Holidays, civil religion, and injustice
November 27, 2010
culture / theology
In light of Thanksgiving yesterday, Black Friday today, and the upcoming Advent and Christmas seasons, and maybe to a greater extent than normal because of the impending birth of our first child, I’ve been thinking about the connections between these holiday seasons, our prevailing civil religion, and injustice. I find it fascinating to see the opportunities and struggles that we have these days if we would seek a better way, and I want to spend some time with this.
In these thoughts, I’m coming from a specifically white and American context. I’m confident that the civil religion of this context is practiced, to some extent, by most people in that context whether they choose it, have positive feelings about it, or are aware of it at all. I’m even more confident that this civil religion is not synonymous with Christianity, even though most people, whether they are people of faith or not, see the two as the same.
Wikipedia has a useful article on civil religion, and though there are volumes written about it from a theological, political, or sociological framework this is as good a place to start as any. In its simplest sense, a civil religion is a set of beliefs that are embraced, practiced, and yet not official, in a country that doesn’t have its own established religion. It is primarily used to promote the interests of the State by getting its citizens to feel like those interests have virtues above and beyond politics or economics or whatever.
I’m not interested in saying that countries shouldn’t have civil religions. I don’t care either way. My issue is with the syncretism that most American Christians practice, and I want to expose this when possible and examine ways that we can get out of it. To clarify, I don’t think it’s possible (nor has it ever been done, to my knowledge) to practice a religion that is free of syncretism. The goal is to examine the parts of American civil religion that are antithetical to seeking first the kingdom of God through following Jesus, and see them as the heresies that they are.
This topic is something that I spend a great deal of time thinking and talking about, as do many others within the broader emerging church, but this is not new. Within church history, it dates back at least to the time of the Desert Fathers and Mothers of the post-Constantinian Roman Empire, preferring to seek God in the desert rather than wealth and power in the cities. Since then there has always been a remnant that has sought to see following Jesus as submitting to an entirely different kingdom that is, itself, antithetical to the kingdoms of the world in what it desires, the means by which it seeks to get those desires, and the ways it affects those who follow it.
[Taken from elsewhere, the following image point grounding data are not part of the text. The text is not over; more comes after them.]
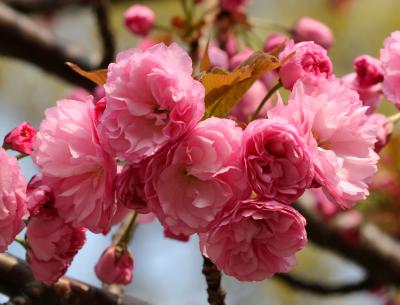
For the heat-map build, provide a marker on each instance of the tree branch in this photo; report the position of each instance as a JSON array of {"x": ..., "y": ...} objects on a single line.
[
  {"x": 16, "y": 281},
  {"x": 216, "y": 294},
  {"x": 378, "y": 253},
  {"x": 317, "y": 288}
]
From that perspective, there is a serious problem with American holidays. Most of them serve, often as their sole purpose, to promote our civil religion. Memorial Day, Veterans Day, and Independence Day do this in blatantly obvious ways, and that would be fine if it weren’t so endorsed by the church. I can’t count the number of times I’ve heard folks compare the deaths of American soldiers, “sacrificing for our freedom,” with the sacrificial death of Jesus, who died for his enemies – regardless of your preferred atonement theory. It doesn’t end there, as Martin Luther King, Jr.’s birthday is itself used to co-opt the legacy of a man who constantly sought to promote nonviolence, to the point of death, in order to promote the violent interests of the State.
The bigger holidays are not immune to this. Thanksgiving is, in essence, a celebration of the beginning of our unjust takeover of our land because we felt its inhabitants weren’t human. Black Friday (and the ritual of standing in line on Thursday, which I think will soon become Wednesday and Tuesday) and Cyber Monday are ways for us to intensify our already insane addiction to owning things, which is encouraged because it fuels our economy. Christmas is much the same.
Now again, none of this is new either. But the thing that strikes me as important to talk about is the massive fear that Christians have about Halloween, while desperately supporting the other holidays, especially Christmas. Yes, it has Celtic and other pagan roots. Yes, it’s deeply important to folks who believe different things. But really? Why does that holiday have to get all the attention? And why doesn’t it get attention because most of the candy and chocolate that is sold during that season is made by slaves?
This is the issue: it’s because most Christians don’t have a problem with America’s civil religion. As a whole, the church in America has such a lack of prophetic critique that it will support any holiday that serves the purposes of the State, especially if it can get a few irrelevant mentions of the birth of Jesus devoid of its social and political consequences, and it will fight any attempts to break the connections between Christianity and American civil religion.
We who would like something better than civil religion need to make something better. We need ways in which we can let “our thankfulness for our blessings move us to repent of the ways those blessings have come (and still do come) at the expense of others” as Julie Clawson said yesterday. We need to stop rewriting history, as Eugene Cho said, and instead figure out how to create other ways to express thankfulness.
And finally, as Advent starts, we need to remember that “the story of Christ’s birth is a story of promise, hope, and a revolutionary love.” I’m thankful for Advent Conspiracy giving us something for that. Let it change the world.